From the first cut on, it's a revolution in every sense of the word. George Harrison said flatly that the first cut was "Paul's tribute to Brian Wilson (of the Beach Boys), whom he digs very much."

American performers have been spreading the joys of the U.S.A. for some time. The Beatles pay tribute to home as it would have been done in another country--and titled it BACK IN THE USSR.

George says that Paul's first inspiration came from the "I'm backing the U.S.S.R." I think it was originally "I'm backing U.S.A." There were several more ideas, but that's how it ended up.

DEAR PRUDENCE has simple and almost child-like lyrics (not as surrealistic as LUCY IN THE SKY WITH DIAMONDS) coupled with the latest in electronic sounds.

George says of GLASS ONION: "It's just nice, the imagery of that 'looking through a glass onion.'" Phrases and titles from STRAWBERRY FIELDS FOREVER, THE FOOL ON THE HILL, I AM THE WALRUS, and LADY MADONNA parody the Beatles' own style.

OB-LA-DI, OB-LA-DA was once planned as a single. HEY JUDE's success curbed that, however. Here are echoes of African folk music.

"There's a fellow in London, Jimmy Scott, and his Obladi Oblada Band," George says. "He made it up based on some African saying. Obladi Oblada, life goes on, man."

The side continues with the barest fragment of a lament, typical of hyper-rock. George says the cut is wild, and they called it WILD HONEY PIE.

BUNGALOW BILL is a lilting, happy treatment of a theme typical of "Jungle Book" type movies. It confronts the adult governed world.

On WHILE MY GUITAR GENTLY WEEPS, George blends voice and instrument so each plays an equal part in softly crying, "sad."

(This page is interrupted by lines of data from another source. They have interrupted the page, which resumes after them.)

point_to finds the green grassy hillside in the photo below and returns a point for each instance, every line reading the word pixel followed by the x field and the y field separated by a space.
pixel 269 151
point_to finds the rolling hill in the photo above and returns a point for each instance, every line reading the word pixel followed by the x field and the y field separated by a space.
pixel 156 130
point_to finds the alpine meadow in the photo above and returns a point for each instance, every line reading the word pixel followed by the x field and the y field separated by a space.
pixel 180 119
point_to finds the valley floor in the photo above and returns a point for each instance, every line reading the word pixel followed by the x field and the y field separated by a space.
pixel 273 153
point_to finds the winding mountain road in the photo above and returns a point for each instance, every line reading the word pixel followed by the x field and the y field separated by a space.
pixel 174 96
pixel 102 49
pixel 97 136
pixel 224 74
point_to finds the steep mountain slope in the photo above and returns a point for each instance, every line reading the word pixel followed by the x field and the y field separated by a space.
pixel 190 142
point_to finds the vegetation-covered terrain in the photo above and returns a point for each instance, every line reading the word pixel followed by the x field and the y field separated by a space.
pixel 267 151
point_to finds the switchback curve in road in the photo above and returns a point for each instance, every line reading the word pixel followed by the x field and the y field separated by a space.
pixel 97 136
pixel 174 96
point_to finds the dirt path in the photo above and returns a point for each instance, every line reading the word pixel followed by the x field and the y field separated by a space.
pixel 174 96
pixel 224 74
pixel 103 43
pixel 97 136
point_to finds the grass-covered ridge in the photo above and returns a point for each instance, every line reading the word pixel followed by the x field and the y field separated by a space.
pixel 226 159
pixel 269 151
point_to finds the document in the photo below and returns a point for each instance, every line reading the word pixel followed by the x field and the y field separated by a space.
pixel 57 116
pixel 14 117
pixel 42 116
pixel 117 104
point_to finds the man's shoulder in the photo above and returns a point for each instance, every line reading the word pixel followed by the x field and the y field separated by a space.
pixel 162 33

Then there's the shock ending to the last cut. With that old Gene Chandler DUKE OF EARL styling, John defies belief by saying "Happiness is a warm gun." Its origin confirms the feeling that this is a powerful argument for gun control.

"After Kennedy--the second Kennedy--was killed, British papers printed ads from American gun mags, and one of the selling things was 'Happiness is a warm gun,' believe it or not," George says.

In MARTHA MY DEAR, "Martha is a big sheep dog," according to George. I'M SO TIRED brings back the '50s and the plaintive ballad with a rock beat.

BLACKBIRD will go into a lot of folk singers' repertoires. About PIGGIES, George says it was written almost three years ago. It's got the last word on ticky-tacky houses all in a row.

ROCKY RACCOON starts out country-heavy, but there's a quick jump to Dylan, and a Nilsson Scat type ending which refers to the Gideon Bible.

Like ACT NATURALLY, the sixth cut is a country song for Ringo. This time his request is DON'T PASS ME BY.

WHY DON'T WE DO IT IN THE ROAD is like Elvis at his dirtiest; I WILL is updated Bobby Vee at his cleanest, and JULIA is one of those sweet things Donovan can do without sounding like he's trying to convince you he's calling out to his real girl friend.

Next: sides three and four.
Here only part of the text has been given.